When I did my first webcast in 2006, we were a two-man show feeding the Internet directly from our broadcast position. But, whether I’m doing high school football or professional hockey, I want to have our broadcast sound and feel as much of a professional production as possible.
So how do you make it work when you’re on your own, but want to uphold that professional standard without a producer helping you along? Here’s how I approach that problem:
First: Plan the broadcast
I map out every single sponsor break before a game to ensure we meet all of our sponsor obligations. Plan backwards. In football and high school basketball, you know you’re going to have two one-minute quarter breaks and it’s likely teams will call at least four full timeouts per game. I start with those six 60-second breaks.
Add in breaks as you have sponsors. Our high school football broadcasts have so many sponsors, we also take a break after each score and at the start, middle and end of halftime, as well as at the end of the game.

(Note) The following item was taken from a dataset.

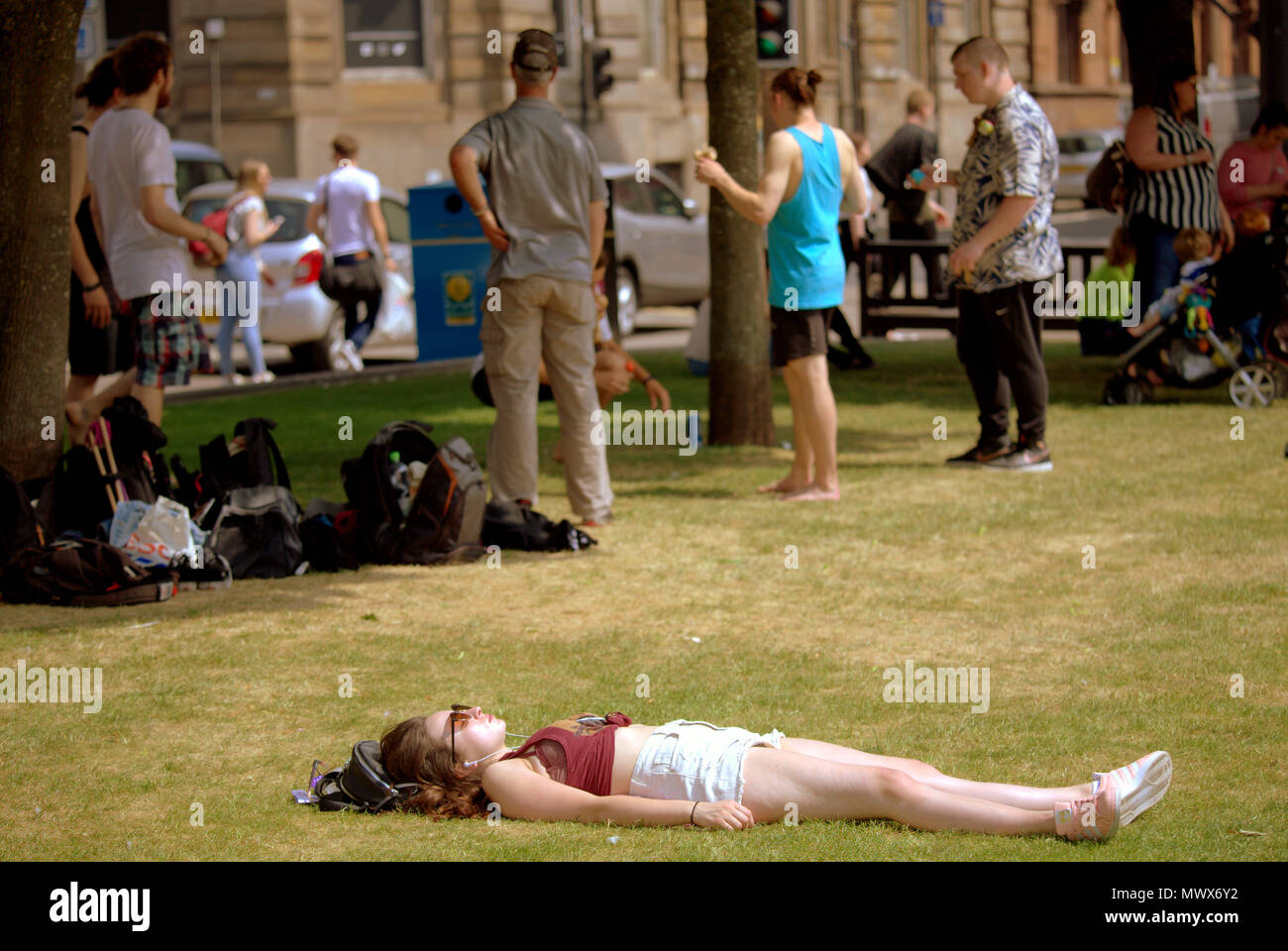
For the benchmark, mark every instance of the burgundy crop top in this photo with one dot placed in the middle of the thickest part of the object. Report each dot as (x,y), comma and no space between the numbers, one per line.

When I do ECHL hockey, our format is easy because we have two 70-second timeouts per period, so I build the broadcast around those six in-game breaks, plus three breaks each intermission (one at the start, middle and finish), one in postgame and two in pregame.
If your association/league or school has any PSAs, add those as they can provide easy filler if you need more content.

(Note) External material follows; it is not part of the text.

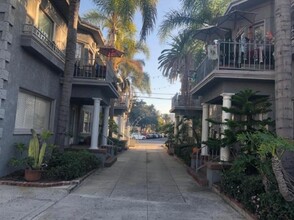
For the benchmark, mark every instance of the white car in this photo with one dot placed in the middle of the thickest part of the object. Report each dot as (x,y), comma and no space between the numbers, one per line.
(138,136)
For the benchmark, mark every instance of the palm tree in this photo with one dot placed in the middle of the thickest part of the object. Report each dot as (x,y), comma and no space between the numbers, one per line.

Second: Schedule the breaks
I put my sponsor breaks in order of how they’re going to be played, so the next one is always ready, rather than having specific times.
If your sponsors have nothing but copy, it doesn’t take much to record a 30-second commercial. Record them into Audacity, then add a music bed (there are plenty of public domain production music sites that can provide some instrumental music beds).
Another alternative is to live-read all of your spots, but that ensures YOU never have a break for your voice, or time to chat with your analyst.
BONUS: Offer to trade spots with other broadcasters to provide variety. I’ve done spots for broadcasters in other states in exchange for having them read spots for us.
We have multiple options. I use ZaraRadio, which is free DJ software, and put all of our pre-recorded elements – including the pregame coach interviews – into a playlist. One of the nice things about Zara is that you can put in “stop” commands at the end of each break and it will stop playing, so you don’t have to worry about the next spot starting too early on you.
I’ve also used iTunes – but you have to be vigilant to ensure it doesn’t keep going – and a compact disc with all of the breaks in order. Others have used the spots queued into a playlist on their iPhone or iPod.
Whatever you use, have it handy at your broadcast location and connect its headphone jack into the “LINE IN” on your board.
Trial and error works. I used multiple formats before settling on Zara. Whatever you use, make sure YOU are comfortable with it. From that, you can create a professional-sounding broadcast.
Andrew Smith is in his second year as the play-by-play voice of the ECHL’s Indy Fuel. He also has been broadcasting and covering sports in Central Indiana for nearly 20 years.